Penske took his first victory in the Daytona 500 with Ryan Newman in 2008. Joey Logano added another win in 2015, while Brad Keselowski earned Penske's only NASCAR Cup Series championship to date in 2012.

Pressure and high expectations are byproducts of that success. Having established itself as the team to beat for so long, when Penske Racing goes through a fallow stretch, it makes people take note.

"My biggest problem is managing expectations," Penske admitted. "There are so many variables, and we have our own personal expectations of our people and our teams. We expect to be and want to be at the top of the charts, and when we're not, then we've got to manage there."

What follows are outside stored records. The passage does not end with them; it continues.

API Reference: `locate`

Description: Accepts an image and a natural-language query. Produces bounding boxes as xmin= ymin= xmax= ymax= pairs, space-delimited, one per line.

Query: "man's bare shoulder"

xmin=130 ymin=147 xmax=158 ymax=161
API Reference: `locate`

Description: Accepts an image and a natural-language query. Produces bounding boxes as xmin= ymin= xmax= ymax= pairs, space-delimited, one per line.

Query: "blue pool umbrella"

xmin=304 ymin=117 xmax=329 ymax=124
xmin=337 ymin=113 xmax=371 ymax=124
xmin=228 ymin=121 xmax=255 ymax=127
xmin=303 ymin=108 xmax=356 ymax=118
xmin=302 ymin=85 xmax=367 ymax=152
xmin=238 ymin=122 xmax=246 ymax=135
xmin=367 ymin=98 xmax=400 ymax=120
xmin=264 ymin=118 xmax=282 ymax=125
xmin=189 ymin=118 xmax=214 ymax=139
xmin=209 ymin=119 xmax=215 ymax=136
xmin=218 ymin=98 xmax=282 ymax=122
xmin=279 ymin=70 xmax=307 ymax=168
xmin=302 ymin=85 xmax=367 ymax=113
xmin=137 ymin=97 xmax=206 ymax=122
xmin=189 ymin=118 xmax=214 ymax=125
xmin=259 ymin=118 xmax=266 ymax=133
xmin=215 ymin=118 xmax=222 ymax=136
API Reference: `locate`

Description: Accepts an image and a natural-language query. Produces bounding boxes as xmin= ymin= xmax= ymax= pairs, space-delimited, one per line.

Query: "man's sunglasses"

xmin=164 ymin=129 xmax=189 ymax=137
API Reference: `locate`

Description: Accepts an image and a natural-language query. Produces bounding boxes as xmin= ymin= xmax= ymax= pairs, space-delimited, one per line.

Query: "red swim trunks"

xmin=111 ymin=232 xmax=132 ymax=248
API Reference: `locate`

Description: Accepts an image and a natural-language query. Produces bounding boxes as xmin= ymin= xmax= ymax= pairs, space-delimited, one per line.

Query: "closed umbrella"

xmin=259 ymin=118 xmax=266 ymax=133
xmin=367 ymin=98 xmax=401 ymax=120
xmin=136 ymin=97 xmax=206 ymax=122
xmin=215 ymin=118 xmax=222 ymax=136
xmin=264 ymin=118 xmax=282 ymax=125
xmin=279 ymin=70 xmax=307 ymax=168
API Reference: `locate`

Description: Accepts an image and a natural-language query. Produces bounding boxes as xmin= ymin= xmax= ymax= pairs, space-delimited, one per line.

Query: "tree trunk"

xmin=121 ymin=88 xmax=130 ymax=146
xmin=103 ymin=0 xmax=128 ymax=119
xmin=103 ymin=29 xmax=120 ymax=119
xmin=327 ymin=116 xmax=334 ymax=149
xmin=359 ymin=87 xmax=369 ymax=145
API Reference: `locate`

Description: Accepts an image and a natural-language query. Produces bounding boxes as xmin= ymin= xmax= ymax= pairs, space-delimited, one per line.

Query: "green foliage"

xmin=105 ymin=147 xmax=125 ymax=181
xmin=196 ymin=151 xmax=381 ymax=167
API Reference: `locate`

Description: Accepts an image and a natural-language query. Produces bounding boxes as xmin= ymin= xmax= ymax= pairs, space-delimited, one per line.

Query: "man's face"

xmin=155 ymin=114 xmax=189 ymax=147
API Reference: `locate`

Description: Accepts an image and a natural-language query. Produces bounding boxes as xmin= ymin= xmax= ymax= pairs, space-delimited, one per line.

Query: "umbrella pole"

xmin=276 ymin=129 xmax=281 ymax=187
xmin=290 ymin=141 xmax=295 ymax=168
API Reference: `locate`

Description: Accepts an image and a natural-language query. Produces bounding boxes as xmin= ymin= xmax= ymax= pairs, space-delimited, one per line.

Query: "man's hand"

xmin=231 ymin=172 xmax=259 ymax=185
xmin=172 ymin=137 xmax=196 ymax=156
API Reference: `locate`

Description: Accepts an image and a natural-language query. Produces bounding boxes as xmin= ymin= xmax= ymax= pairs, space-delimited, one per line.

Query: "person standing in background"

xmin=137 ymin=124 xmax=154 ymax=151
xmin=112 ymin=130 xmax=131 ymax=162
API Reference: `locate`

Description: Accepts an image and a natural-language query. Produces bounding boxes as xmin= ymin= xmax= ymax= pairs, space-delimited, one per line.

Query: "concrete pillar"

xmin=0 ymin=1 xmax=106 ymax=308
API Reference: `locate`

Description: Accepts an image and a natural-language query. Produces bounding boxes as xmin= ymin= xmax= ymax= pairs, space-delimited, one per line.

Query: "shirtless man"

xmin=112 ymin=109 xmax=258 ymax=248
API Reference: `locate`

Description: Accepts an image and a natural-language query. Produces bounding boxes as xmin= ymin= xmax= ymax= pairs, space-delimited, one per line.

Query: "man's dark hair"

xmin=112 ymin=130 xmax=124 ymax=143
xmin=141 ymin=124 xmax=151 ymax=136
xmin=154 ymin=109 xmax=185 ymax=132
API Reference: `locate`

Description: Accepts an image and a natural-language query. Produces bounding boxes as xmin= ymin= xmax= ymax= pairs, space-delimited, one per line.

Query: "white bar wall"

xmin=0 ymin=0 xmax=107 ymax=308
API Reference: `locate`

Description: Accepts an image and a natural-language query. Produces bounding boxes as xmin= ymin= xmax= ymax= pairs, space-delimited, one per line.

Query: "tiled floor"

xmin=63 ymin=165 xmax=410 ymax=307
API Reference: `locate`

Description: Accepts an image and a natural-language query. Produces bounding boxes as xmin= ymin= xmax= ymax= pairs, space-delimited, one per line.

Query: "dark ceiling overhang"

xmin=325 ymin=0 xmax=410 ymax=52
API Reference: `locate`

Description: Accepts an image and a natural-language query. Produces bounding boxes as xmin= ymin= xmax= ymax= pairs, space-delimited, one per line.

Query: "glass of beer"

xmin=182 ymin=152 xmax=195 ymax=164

There is no sign of that happening anytime soon. Montoya won the Indianapolis 500 and was narrowly edged to the IndyCar Series title by Ganassi's Scott Dixon in 2015, while Logano emerged as the driver to beat in the Sprint Cup Series.

Penske has always had an innate feel for hiring drivers, and it's interesting to note that his Indy car team features two of the most veteran drivers in the series, while in NASCAR, he has trended young in recent years, building his team around Keselowski and Logano.

The Penske driver roster over the years is a veritable who's-who among champions.

"I wouldn't have been able to call my career complete had I not driven for Roger Penske," said Andretti, who drove Indy cars part-time for Penske during the full-time Formula One phase of his career.

"He represents the elite -- the creme de la creme -- in the same category as Enzo Ferrari and Colin Chapman. There is a definite status symbol that goes with driving for Roger Penske because he represents the very best."

Approaching his 79th birthday, Penske shows no sign of slowing down, whether he's calling shots in the boardroom or on the pit wall.

He never likes to look too far ahead, but he can't help noticing a nice symmetry in the fact that Penske Racing is celebrating its 50th anniversary in the year of the 100th running of the Indianapolis 500.

A lot has changed in the last half-century, but the next race is still the most important race. Especially when it's Indy.

"I can't remember how it must have felt back in 1972, but it must have felt like climbing Mount Everest to win that race," Penske said this week from Detroit, where he collected the "Baby Borg" trophy that is awarded to the winning car owner at Indianapolis for the 16th time.

"Each time as we've been able to be successful, you put those away and work on the next one.

"You talk about the 50th anniversary and the 100th Indianapolis 500 and put them together, and it would be awful special," he added. "I'll tell you one thing. We're going to do our best to be there."